ミディアムクラス・ミニバンの新型車が相次いで国内市場に投入され、市場の活性化が期待されている。8年ぶりに全面改良したトヨタ自動車の「ノア」「ヴォクシー」は、新開発ハイブリッドシステムによる低燃費化や、高機能化した先進運転支援システム(ADAS)などを採用して商品力を向上を図った。ホンダは今春に市場投入する予定の新型「ステップワゴン」を、ライバルであるノア、ヴォクシーの市場投入前にホームページで先行公開、早くも競争の火花を散らしている。ミドル級ミニバン市場は安定して推移しており、日産自動車の「セレナ」を含め三つ巴による覇権争いが熱気を帯びてきた。
多人数が乗車できる広い室内空間を持つミニバンは、短いボンネットのセミキャブワゴンの登場で市場が拡大、これを狙って2000年頃まで乗用車メーカー各社が複数のモデルを展開していた。ここ数年はSUVに人気が移り市場が縮小、マツダがミニバンから撤退し、ホンダが「オデッセイ」の販売を終了するなど、各社ともミニバンのラインアップを縮小してきた。ただ、ミニバンはファミリー層を中心に一定の需要があり、ほぼ5ナンバーサイズのノア、ヴォクシーや日産のセレナ、ホンダのステップワゴンは販売台数も拮抗しており、激しいシェア争いを展開してきた。
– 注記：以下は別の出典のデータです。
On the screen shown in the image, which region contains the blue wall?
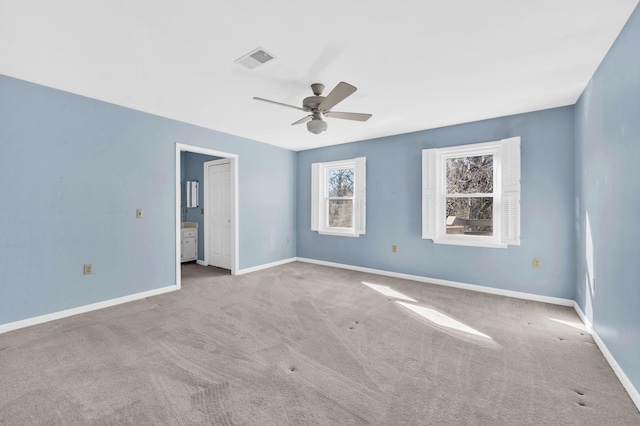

ノアとヴォクシーの新型車は、トヨタからバン事業を移管されたトヨタ車体が開発した初のモデルだけに、トヨタ車体の水澗英紀開発本部長は「社運をかけて開発に取り組んだ」と力を込める。上級ブランドであるレクサス車に採用している先進運転支援技術を採用したほか、効率化を追求した新開発ハイブリッドシステムを搭載するなど、トヨタ車として初の技術を搭載して商品力の向上を図った。
ホンダは今春に市場投入する予定の新型ステップワゴンのデザインを先行公開した。ノア、ヴォクシーより市場投入時期が遅れることから、購入を検討しているユーザーをつなぎ止めるためだ。
新型車の最大の特徴は、初代モデルに原点回帰したエクステリアデザインで、押し出し感の強いフロントグリルを採用したノアとヴォクシーとは対照的。関東地区のホンダ系ディーラーのトップは「新型車のデザインは評判が良い。5月の発売に向けて受注開始は当初3月から開始する予定だったが、2月に前倒しになった」としており、競合するノア、ヴォクシーを強く意識する。
また、日産のセレナは、シリーズ・ハイブリッドシステム「eパワー」や運転支援システム「プロパイロット」をアピールして対抗する。ただ、ライバルがフルモデルチェンジする中でモデルサイクルがまもなく6年を迎えるだけに厳しい戦いが予想される。